These traders aren’t geniuses; they find a niche they understand better than most and repeatedly exploit it. They don’t chase hot topics or FOMO; they stick to their advantage and execute the same logic repeatedly.

Pattern 4: Trading price swings, not event outcomes

Most users buy contracts and hold until settlement, risking a binary outcome. Top wallets, however, often buy at, say, $0.40, then sell at $0.65 when news or sentiment pushes prices up. They don’t care if the event occurs; they profit from price movements reflecting new information.

Some top addresses never hold positions to settlement. They continuously trade on price mismatches, with average holding times of 18–72 hours. In contrast, less profitable wallets tend to hold until settlement, sometimes for weeks or months.

Holding to settlement isn’t necessarily wrong; when certainty is high, long-term holding can be better. But overall, top traders use capital more actively and flexibly—they are traders, not passive bettors.

Pattern 5: Avoid sudden news

Intuition suggests that the sharpest funds jump in immediately after major news—conflicts, elections, CEO resignations. But data shows top wallets often avoid the initial spike. They wait for market overreactions to subside, then trade once volatility stabilizes.

A clear pattern: the best trading opportunities often occur before the market fully reacts or after the initial overreaction. When everyone discusses an event, it’s usually the worst time to enter, as prices are already highly efficient, and edge is minimal.
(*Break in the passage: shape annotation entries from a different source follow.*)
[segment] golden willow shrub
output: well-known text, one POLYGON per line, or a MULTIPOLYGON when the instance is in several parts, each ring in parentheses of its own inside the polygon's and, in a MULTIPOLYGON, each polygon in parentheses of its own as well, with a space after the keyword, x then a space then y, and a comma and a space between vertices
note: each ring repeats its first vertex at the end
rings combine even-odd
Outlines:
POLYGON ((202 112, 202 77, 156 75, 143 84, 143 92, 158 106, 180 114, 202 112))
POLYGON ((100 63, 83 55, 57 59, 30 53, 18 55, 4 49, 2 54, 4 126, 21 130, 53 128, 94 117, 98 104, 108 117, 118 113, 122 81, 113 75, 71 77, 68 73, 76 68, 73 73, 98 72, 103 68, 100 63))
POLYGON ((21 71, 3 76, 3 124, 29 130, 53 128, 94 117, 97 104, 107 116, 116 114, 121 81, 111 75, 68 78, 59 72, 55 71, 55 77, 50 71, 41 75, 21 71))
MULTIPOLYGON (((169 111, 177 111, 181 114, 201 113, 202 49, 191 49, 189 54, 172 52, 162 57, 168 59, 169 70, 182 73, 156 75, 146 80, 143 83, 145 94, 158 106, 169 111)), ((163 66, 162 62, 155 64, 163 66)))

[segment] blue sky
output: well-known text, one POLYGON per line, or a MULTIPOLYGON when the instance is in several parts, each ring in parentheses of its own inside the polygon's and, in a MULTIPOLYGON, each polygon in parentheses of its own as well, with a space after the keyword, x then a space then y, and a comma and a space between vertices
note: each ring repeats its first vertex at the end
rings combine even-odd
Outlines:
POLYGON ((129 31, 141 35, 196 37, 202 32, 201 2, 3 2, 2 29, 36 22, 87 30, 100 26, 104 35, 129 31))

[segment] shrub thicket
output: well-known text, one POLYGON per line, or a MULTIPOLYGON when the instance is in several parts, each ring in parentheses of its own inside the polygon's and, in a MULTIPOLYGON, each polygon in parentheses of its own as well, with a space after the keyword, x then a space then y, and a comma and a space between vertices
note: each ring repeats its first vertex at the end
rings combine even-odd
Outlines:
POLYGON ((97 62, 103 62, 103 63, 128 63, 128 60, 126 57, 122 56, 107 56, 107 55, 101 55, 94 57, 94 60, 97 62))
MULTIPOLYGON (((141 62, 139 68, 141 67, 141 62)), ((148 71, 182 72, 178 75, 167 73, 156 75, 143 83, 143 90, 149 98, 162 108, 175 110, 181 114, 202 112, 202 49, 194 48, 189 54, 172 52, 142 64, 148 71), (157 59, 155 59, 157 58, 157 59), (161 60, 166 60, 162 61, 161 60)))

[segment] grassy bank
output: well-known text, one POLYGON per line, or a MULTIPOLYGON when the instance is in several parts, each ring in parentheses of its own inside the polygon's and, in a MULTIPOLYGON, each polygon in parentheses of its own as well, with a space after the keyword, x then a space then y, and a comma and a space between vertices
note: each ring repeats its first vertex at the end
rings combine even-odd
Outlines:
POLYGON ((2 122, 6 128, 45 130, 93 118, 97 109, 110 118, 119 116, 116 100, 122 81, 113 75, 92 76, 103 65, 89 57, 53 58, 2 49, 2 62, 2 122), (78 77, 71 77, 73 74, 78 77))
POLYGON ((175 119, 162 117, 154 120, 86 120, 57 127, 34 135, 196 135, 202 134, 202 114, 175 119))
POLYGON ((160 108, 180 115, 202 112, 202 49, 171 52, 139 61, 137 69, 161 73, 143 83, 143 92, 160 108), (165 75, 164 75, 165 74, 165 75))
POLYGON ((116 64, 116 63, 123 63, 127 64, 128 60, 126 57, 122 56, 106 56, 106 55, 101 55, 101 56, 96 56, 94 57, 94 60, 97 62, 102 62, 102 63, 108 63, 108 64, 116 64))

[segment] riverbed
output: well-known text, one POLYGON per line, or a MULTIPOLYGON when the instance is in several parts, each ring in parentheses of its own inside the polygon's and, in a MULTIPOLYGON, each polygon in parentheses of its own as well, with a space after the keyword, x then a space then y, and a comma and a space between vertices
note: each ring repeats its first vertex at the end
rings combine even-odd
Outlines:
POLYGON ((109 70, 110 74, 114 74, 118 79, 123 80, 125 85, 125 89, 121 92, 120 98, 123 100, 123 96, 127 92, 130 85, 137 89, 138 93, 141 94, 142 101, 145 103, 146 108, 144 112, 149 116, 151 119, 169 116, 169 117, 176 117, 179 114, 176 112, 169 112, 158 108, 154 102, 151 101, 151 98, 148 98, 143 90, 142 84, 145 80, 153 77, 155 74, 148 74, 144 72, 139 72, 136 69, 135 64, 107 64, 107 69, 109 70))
Five Practical Trading Tips

1. Pick a niche and focus long-term

Choose a domain you understand well—crypto, politics, weather, sports—and trade only within that for at least three months. Avoid jumping between topics; sticking to one prevents confusion and helps develop expertise.

2. Record every prediction

Before each trade, note your estimated probability, current market price, perceived advantage, and planned position size. After 50+ trades, review your accuracy—are your estimated probabilities aligned with actual outcomes? Adjust your judgment accordingly.

3. Manage positions close to ¼ Kelly

Calculate the Kelly fraction and then take only about a quarter of that as your actual bet. This controls risk and prevents account blowups.

4. Only trade when advantage is clear

If your estimated edge is below 8–10%, skip the trade. Patience is key. Top traders typically make only 2–3 trades per week per market category, emphasizing quality over quantity.

5. Keep detailed records and review

Maintain a comprehensive trading log. Successful traders systematically analyze their mistakes and learn from them; unsuccessful ones tend to repeat errors and blame luck.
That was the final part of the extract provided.